For Christians who support Donald Trump, I hope at least a few of them are doing a lot of soul searching right now and asking themselves just how far they want to see these measures go. Do they want to bear the burden of guilt that Germany holds today for what was done in the first half of the 20th Century? For some, I think the answer is simple: there is no guilt because they simply don’t see immigrants as human beings. There are a few that I know who probably wouldn’t even have a problem returning to the days of slavery, or simply exterminating or kicking out everyone who isn’t a proper shade of white. But, I don’t think that covers the majority of Christians who voted for Donald Trump.
However, I do think that the majority of Christians who voted for Donald Trump have chosen to put money, guns, patriotism, fear and desire for comfort, football and probably an idolatrous form of Christianity itself over a true love of Christ. For them, I vacillate between feeling a great sadness over just how much they have decided they are willing to compromise in order to maintain their priorities for the idols they worship, and feeling utter contempt and hope that these people all wake up one morning realizing they are the ones who got left behind when the rapture happens. I also think that for a few of them, the idea of being left behind is utterly appealing, because that will give them the opportunity to prove once and for all just how much they are the true Christians as they inevitably become martyred during the time of tribulation.
Do I deserve to be accused of creating a lot of straw men and making a lot of generalities? Probably. Such an accusation isn’t going to change me thinking the way I do and trying to call things as I see them. Does an accusation of being unfair and overly simplifying the moral issues evangelicals struggle with matter to me? No. What matters right now is a question of whether or not I am going to continue on this path toward becoming a pastor, because I ultimately believe that God is calling me to do this and that I will eventually be able to help those God wants me to help.
Are there some days where I wonder if God really called me to do anything at all, or if it was simply my own pride flaring up when I got sick of how things were going at the places where I worked? Of course. There are some days where I wonder if God even gives a shit about me or anyone else on this planet, and if the Deists weren’t onto something–this is a realm where we are left to our own devices to work out are own shit among each other, and God isn’t going to step in and reset everything until we’ve completely fucked everything up, but for good.
Last night, I helped my wife with some simple HTML issue she was having with an e-newsletter she was sending out at her work. It felt strangely good–to be able to do something of tangible value and just fix something that was broken, instead of sitting around thinking, reading and writing and hoping. The temptation has risen ever-so-slightly to reach out to a recruiter and get a temperature check on what kind of job they think they could find me as someone who hasn’t really done any of the old career stuff for almost a full year.

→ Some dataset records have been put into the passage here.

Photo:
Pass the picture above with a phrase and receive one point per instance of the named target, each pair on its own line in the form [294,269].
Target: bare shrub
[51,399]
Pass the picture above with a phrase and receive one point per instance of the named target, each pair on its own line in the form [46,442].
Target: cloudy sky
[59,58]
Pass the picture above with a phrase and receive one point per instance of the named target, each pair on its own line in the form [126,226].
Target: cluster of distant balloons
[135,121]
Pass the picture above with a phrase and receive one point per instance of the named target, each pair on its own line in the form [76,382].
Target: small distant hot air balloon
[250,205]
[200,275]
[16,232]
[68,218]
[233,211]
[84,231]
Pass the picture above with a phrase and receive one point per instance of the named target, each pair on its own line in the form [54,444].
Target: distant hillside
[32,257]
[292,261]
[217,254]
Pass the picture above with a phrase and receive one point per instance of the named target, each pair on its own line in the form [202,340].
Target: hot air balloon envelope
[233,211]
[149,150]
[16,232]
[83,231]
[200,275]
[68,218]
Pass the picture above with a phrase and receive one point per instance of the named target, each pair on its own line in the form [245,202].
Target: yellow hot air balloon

I’ve been slightly tempted just to throw my hat into the ring for some random job that doesn’t pay great but still pays better than I’ll probably ever make as a pastor.
But, I think I’m going to stick to my guns and tough it out at least through this spring semester. I am going to see if anything doesn’t change–a light comes on or a door opens or someone walks into my life who would be a mentor or someone to show me the way toward this brand new career I set out to do a year or so ago. I think it is valid and okay to wait for some clearly obvious signs and indicators in this case–God doesn’t talk to me directly, things open up in life or they don’t.